We have seen SBI has cut the savings bank rate. So, clearly, they are indicating that the margins are under pressure. So, with this rate cut do you really expect banks to transmit the following by cutting lending rates further?
Patel: The way to look at the transmission is to determine what has been the case since we started the easing cycle and there are two or three things that are clear. One, on new lending the transmission has been much stronger, especially in those segments where there is a lot of competition like housing loans, personal loans, where the NBFCs also play a big part. Secondly, on the part of the loan portfolio that is tied up on account of base rate and liabilities of a longer nature, the transmission has been slower. Given the prevailing liquidity conditions and that we have reduced policy rates by a substantial amount since the easing cycle started, I think there is scope for banks to reduce lending for those segments that so far they have not benefitted to the full extent of our policy rate cuts.
Why did you not change your stance while cutting rates and also, if you stay on this path towards four per cent, should one assume that this is the extent of accommodation you think was possible? Only if we start to see a further deceleration in inflation or quicker disinflation, could we see further room open up for rate cuts?
The main reason why we have been cautious enough to stick around to the neutral stance is because the trajectory of inflation is expected to rise from the current lows. And therefore, there is nothing to explain in terms of why we have not changed the stance. The stance is exactly where it should be and what it was in June. And therefore it was a right call to make by a majority of four to two.
You have mentioned that the government needs steps to look at private investment, remove infrastructure bottleneck. If we even look at the recent data that has come out, IIP and factory output have weakened. How much did that influence the decision to go for a rate cut?
Patel: We have mentioned that we could have a stronger growth performance if some of these things are taken forward, in particular, removing infrastructure bottlenecks, finding measures to reinvigorate private investments and provide a thrust to the affordable housing initiative of the government which has a potential for very strong multiplier effects.

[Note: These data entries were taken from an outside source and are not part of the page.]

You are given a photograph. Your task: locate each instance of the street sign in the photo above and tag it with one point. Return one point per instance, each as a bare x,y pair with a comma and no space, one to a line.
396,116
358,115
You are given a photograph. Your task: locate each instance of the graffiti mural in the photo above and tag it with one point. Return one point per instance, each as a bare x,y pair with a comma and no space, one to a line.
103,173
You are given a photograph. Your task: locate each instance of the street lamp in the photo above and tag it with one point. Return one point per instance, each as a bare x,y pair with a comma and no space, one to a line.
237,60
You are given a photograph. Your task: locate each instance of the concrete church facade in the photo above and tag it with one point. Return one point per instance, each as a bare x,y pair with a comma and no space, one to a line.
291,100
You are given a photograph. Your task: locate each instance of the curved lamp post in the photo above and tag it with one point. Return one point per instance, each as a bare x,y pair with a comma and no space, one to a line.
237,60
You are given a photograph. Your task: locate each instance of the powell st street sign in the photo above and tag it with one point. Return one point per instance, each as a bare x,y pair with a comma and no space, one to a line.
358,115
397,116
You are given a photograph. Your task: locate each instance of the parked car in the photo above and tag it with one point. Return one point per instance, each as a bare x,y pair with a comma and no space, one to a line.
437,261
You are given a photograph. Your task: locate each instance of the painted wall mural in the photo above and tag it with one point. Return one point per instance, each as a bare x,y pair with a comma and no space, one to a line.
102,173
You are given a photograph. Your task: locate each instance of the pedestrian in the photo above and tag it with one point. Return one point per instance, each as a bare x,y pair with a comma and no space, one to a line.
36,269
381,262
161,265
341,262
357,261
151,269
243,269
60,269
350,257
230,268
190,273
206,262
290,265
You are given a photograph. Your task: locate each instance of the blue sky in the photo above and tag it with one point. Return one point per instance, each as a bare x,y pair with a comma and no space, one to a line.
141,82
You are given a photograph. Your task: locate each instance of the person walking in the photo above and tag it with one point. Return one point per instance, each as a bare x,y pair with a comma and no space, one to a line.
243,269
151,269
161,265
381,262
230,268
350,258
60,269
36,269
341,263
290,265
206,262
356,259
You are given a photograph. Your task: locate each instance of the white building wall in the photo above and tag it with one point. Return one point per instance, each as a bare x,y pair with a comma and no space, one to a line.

I think a fair number of pieces of the jigsaw in that context are already in place. There is one that we are aware of and which, according to several stakeholders, is coming in the way of speedier implementation is the clearance of these projects on affordable housing at the state government levels. I think we need a time-bound single-window clearance, if this initiative, which has a potential for strong growth impulses, going forward, to come into place.